Conventional wisdom holds that the U.S. has a small social welfare
system and far more poverty compared with other affluent nations.
But
noted liberal scholars Irwin Garfinkel, Lee Rainwater, and Timothy
Smeeding challenge such simplistic ideas in their book “Wealth and
Welfare States: Is America a Laggard or Leader?”
Garfinkel and his colleagues examine social welfare spending and
poverty in rich nations. They define social welfare as having five
components: health care spending, education spending, cash retirement
benefits, other government cash transfers such as unemployment insurance
and the earned-income tax credit (EITC), and non-cash aid such as food
stamps and public housing.
The authors find that in the U.S., social welfare spending differs
from that in other affluent countries because it draws heavily on both
public and private resources. By contrast, in Europe, government
controls most of the resources and benefits. For example, in the U.S.,
government health care spending is targeted to elderly and low-income
persons; the American middle and working classes rely primarily on
employer-provided health insurance.
The U.S. government health care
system is, therefore, more redistributive than the systems of most other
developed nations.
Elderly middle-class Americans are also more likely to have private
pensions than are Europeans. Middle-class parents in the U.S. pay for
much of the cost of their children’s post-secondary education; in
Europe, the government pays. Overall, in Europe, the upper middle class
is heavily dependent on government benefits; in the U.S., it relies much
more on its own resources.
But even setting aside the private sector, the U.S. still has a very
large social welfare system. In fact, among affluent nations, the U.S.

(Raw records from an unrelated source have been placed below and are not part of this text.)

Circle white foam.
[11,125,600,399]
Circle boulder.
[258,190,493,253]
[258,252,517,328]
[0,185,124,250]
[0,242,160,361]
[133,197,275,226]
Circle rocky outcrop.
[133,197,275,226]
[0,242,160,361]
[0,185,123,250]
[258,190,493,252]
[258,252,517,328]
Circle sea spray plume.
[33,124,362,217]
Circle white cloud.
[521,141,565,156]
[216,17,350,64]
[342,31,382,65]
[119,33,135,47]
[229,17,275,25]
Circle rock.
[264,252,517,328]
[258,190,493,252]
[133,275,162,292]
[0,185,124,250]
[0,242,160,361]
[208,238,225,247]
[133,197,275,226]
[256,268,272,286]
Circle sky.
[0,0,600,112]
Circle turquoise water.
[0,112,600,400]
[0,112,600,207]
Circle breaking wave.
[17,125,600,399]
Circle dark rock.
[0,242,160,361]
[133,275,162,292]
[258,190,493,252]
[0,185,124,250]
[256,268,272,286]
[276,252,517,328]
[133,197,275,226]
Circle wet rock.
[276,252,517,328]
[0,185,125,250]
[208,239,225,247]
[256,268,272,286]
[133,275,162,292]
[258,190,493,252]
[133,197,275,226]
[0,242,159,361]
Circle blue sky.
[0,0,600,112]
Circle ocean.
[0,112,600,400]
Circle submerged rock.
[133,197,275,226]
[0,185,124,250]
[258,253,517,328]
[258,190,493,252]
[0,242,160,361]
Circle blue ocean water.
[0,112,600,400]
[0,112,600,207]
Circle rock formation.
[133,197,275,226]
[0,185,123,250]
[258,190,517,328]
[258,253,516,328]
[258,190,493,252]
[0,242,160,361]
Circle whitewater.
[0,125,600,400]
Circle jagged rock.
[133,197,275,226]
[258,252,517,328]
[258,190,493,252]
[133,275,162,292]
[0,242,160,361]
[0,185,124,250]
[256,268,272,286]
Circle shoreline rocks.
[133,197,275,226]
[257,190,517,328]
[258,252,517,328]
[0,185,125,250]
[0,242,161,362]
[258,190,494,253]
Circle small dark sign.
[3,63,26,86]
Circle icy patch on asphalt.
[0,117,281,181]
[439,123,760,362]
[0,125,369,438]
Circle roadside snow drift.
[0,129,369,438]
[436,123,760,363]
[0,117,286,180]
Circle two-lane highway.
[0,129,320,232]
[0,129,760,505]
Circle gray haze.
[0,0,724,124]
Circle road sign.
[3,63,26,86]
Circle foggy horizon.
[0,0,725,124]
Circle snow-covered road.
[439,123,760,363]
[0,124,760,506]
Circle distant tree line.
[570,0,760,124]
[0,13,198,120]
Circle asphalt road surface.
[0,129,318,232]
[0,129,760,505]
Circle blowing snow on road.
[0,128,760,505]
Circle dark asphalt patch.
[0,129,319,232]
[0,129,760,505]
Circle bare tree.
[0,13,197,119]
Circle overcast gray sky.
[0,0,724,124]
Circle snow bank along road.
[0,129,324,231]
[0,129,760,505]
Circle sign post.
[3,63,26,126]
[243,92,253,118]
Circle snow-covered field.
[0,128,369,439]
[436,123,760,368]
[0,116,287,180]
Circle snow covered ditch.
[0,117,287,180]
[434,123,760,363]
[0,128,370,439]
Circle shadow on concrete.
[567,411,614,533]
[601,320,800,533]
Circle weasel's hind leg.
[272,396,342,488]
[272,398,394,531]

has the third highest level of per capita government social welfare
spending. This is striking, given that government spending in the U.S.
is more tightly targeted to benefit the poor and elderly.
When private-sector contributions to retirement, health care, and
education are added to the count, social welfare spending in the U.S.
dwarfs that of other nations. In fact, social welfare spending per
capita in the U.S. rises to nearly twice the European average. As
Garfinkel, et al. conclude:
For those who believe the absolute size of the US welfare
state is small, the data presented … [in the book] are shocking and
constitute a wake up call. Once health and education benefits are
counted, real per capita social welfare in the United States is larger
than in almost all other countries!
Only one nation (Norway) spends more per person than the U.S. spends.
How much of this spending reaches the poor? The left often claims
that the U.S has a far higher poverty rate than other developed nations
have. These claims are based on a “relative poverty” standard, in which
being “poor” is defined as having an income below 50 percent of the
national median. Since the median income in the United States is
substantially higher than the median income in most European countries,
these comparisons establish a higher hurdle for escaping from “poverty”
in the U.S. than is found elsewhere.